EMPATE

Romance de estréia de Vinícius Neves Mariano, EMPATE chamou a atenção de escritores como Maria Valéria Rezende e Sérgio Tavares.

LITERATURA

Um homem traumatizado pela II Guerra Mundial almeja se vingar do Brasil. E a derrota para o Uruguai na final da Copa do Mundo jogada em casa é o golpe perfeito para sua desforra. O romance histórico tem início quando Aureliano, sem resistir à superlotação do Maracanã naquela tarde de 1950, cai dentro do fosso que separa as arquibancadas do campo. Com ele cai também outro homem, Monarco, de personalidade completamente oposta. Juntos eles terão que imaginar o momento histórico que está acontecendo a poucos metros de suas cabeças contando apenas com o barulho que vem das arquibancadas.

Empate é fantástico!

Maria Valéria Rezende, vencedora do Prêmio Jabuti e Prêmio São Paulo de Literatura

Mariano faz uma incrível reconstituição de época, apostando numa pesquisa história que valoriza os detalhes mínimos, a exemplo da marca de cigarro que os pracinhas fumavam em território bélico. Com isso, a narrativa vai se encorpando de uma textura cinematográfica, ao partir de um dia de simbolismo trágico, para retratar as transformações sociopolíticas e culturais de um tempo. Em sua estreia, o autor consegue um belo gol.

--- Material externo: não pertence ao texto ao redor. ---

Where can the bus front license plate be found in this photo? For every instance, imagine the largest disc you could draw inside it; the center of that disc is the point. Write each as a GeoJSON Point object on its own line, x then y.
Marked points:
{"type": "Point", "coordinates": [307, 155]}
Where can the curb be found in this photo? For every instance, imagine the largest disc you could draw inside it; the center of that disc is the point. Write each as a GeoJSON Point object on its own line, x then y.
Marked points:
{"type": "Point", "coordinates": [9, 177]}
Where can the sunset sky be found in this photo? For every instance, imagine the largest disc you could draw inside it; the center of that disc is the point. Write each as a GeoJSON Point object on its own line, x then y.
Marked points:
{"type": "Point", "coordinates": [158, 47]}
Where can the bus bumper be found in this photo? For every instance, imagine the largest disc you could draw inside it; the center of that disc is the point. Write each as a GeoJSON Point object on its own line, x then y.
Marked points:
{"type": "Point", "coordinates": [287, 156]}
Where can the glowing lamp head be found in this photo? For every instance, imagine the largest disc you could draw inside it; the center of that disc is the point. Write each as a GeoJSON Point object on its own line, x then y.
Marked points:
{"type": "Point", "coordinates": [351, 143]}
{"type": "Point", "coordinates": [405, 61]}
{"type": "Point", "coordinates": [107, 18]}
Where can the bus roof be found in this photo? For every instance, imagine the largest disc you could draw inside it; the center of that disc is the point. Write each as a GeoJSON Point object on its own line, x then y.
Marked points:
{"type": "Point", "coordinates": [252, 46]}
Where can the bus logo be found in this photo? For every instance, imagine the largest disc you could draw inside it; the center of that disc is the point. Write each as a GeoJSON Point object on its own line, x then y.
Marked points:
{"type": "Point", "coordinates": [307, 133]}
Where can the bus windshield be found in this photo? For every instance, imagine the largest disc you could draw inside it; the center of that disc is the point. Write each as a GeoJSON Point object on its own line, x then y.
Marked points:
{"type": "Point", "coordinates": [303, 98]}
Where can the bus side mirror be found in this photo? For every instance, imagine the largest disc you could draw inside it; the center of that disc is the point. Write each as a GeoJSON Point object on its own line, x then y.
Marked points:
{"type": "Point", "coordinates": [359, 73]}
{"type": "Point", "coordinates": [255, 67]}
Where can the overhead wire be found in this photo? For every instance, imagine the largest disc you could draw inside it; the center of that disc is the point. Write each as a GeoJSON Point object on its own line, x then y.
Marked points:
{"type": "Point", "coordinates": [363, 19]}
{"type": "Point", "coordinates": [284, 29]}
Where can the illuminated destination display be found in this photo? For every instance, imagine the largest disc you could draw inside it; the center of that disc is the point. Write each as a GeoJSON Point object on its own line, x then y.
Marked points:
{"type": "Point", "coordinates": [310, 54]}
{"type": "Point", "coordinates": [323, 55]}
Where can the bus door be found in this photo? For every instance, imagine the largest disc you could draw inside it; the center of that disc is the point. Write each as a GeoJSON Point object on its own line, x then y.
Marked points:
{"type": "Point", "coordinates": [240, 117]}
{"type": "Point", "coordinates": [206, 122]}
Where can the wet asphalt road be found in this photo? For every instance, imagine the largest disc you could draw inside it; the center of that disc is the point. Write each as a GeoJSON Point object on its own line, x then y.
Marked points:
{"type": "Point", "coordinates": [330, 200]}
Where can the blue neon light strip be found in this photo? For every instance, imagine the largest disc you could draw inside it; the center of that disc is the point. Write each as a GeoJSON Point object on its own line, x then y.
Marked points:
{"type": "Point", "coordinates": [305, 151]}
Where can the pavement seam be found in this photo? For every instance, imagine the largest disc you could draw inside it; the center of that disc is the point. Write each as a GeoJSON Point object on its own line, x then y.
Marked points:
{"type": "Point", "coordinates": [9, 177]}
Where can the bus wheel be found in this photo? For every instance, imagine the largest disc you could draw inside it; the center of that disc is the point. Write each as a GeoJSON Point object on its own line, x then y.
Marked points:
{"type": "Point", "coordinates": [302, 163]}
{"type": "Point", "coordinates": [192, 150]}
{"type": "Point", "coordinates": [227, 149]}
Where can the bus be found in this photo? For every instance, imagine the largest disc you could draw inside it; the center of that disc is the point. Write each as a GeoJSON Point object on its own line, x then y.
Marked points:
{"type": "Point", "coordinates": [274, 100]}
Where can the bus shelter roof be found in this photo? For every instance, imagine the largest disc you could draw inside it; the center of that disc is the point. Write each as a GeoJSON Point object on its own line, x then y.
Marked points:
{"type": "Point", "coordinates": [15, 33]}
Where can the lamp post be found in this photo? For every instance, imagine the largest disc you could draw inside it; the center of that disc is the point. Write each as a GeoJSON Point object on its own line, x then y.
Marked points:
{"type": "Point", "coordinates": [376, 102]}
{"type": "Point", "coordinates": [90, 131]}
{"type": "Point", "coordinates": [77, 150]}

Sérgio Tavares, escritor e jornalista, vencedor do Prêmio Sesc de Literatura

Um veterano de guerra e um operário, por infortúnios distintos, caem no fosso do Maracanã momentos antes do apito inicial de Brasil x Uruguai, na final da Copa’1950. Deste purgatório, são poupados do céu e inferno da partida, mas revisitam lembranças, expurgam demônios e reconstroem, cada qual à sua maneira, um dos capítulos mais tristes do nosso futebol. A narrativa é saborosa, cinematográfica, permeada de detalhes e emoções despercebidas nos relatos jornalísticos em preto e branco que estamos acostumados. A subida da rampa, os minutos guardados ansiosamente dentro de cada cigarro Continental, o burburinho são tensões reveladas no livro que sempre ficam de fora da história oficial, afeita a clichês. Empate não é pretensioso, nem traz novas luzes ou interpretações sobre a derrota, mas torna-se valioso por tratar, justamente, da matéria-prima esquecida do futebol: a capacidade de sonhar. Leiam, vocês vão gostar.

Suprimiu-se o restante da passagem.